DOĞRU BİLMEK, YANLIŞ YAPMAK

   Yanlışı bildiğimiz halde yapmaya devam ederiz;

   Neden?

   Yapılan araştırmalar insanları doğru davranışlara iten gücün sadece “bilmek” olmadığını ortaya koymuştur.

   Sorun çözümü bilmekten geçmemekte, sorunun çözümü bildiğini uygulamaya koymaktan geçmektedir.

   Kırmızı ışıkta geçmenin yanlışlığını, kırmızı ışık ihlalini yapanlar da bilmektedir. Fakat yanlış olduğunu bildiği şeyi yapmakta hiçbir sakınca görmemektedirler.

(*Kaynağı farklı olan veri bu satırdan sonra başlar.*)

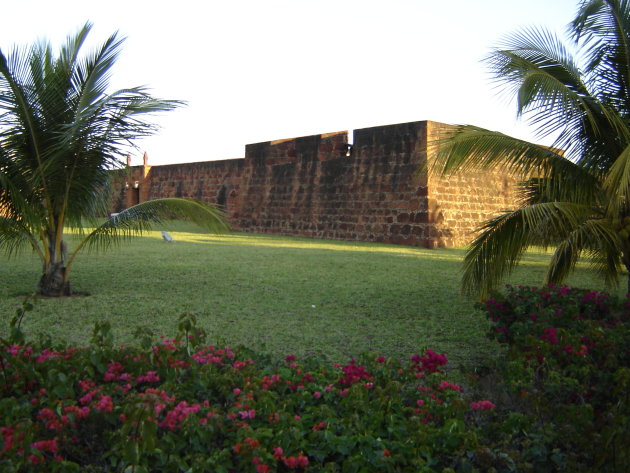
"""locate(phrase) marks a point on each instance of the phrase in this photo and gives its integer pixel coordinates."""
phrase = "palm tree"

   Sokaklara çöp atmanın yanlışlığını, bu yanlışı yapanlara sorduğumuz zaman;

   Hiç biri de “bunun yanlış olduğunu bilmiyordum” demez, aksine yaptığının yanlış olduğunu söyler,

   Fakat o yanlışı yapmasının sebebini de söyler. O yanlışı yapmasına sebep olan etmenleri size arka arkaya sıralar.

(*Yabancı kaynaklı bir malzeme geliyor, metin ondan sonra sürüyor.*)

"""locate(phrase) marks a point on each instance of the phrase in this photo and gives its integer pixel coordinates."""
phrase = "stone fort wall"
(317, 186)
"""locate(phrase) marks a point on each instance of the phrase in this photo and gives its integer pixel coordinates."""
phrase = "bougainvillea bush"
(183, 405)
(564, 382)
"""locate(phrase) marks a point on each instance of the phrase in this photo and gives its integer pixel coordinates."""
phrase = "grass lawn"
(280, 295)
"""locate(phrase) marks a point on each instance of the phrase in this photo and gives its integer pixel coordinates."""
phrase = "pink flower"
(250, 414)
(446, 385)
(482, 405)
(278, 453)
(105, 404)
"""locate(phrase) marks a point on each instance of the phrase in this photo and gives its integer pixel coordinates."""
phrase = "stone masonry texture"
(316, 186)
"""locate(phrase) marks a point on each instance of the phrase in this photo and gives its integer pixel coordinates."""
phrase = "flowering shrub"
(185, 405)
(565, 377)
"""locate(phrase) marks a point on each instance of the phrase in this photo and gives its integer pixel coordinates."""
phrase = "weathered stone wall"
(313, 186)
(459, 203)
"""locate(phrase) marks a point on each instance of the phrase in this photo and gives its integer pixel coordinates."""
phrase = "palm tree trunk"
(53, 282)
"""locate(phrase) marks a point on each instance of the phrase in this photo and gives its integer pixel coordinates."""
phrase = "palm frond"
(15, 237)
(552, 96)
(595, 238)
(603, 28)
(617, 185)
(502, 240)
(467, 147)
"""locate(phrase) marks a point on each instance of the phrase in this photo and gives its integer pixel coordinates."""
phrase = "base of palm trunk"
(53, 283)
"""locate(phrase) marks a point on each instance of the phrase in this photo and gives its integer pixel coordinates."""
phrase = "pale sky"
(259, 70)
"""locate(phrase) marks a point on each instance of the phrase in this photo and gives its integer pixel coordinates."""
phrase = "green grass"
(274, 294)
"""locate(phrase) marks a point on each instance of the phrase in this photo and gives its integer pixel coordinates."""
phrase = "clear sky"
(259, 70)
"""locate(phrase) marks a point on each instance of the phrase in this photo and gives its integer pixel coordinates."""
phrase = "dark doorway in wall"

   İnsanları doğru davranışa iten ana sebebin “bilmek” değil, bildiği doğruları cesaretle ve kararlılıkla uygulamaya koyma alışkanlığından geçmektedir.

   Bu alışkanlık zahmetlidir.

   Bu alışkanlık kararlılık ve süreklilik ister.

   Bu alışkanlık daimi bir güç gerektirir.

   Bu alışkanlık insanlarda tek yönlü değil, çok yönlü düşünme becerisini de gerektirir.

   Çok yönlü düşünme kültürün ta kendisidir.

   Bunun için okuma

   Gezme

   İnceleme

   Gözlem yapma ve iletişim kurma etkinliklerinin olması gerekir.

   Bu etkinlerin vasat olduğu toplumlarda, doğru olarak kabul edilen değerlerin uygulamasının ne denli zor olduğunu araştırmalar bize göstermektedir.

   Sorunun çözümü için bildiğini uygulamaya koyan bir cesaret ve güç gerekecektir.

   Bu ise toplumsal disiplin ve dinamizmdir.

   Bu disiplin ve dinamizmi yakalayan toplumlar çağdaş toplumular olarak görünmekte, diğerleri ise kapalı toplumlar olarak addedilmektedir.

   Bu gerçeğe sırt dönemeyiz…

   Toplumumuzu daha ileri düzeye taşıyacak olan dinamizmin yakalanmasında üzerimize düşeni bir an bile tereddüt etmeden uygulamalıyız.

   Yoksa

   Yoksa

   Cennet vatanın hak etmediği bireyler olarak kalmak…

   Acı gelecek, bize rahat vermeyecektir.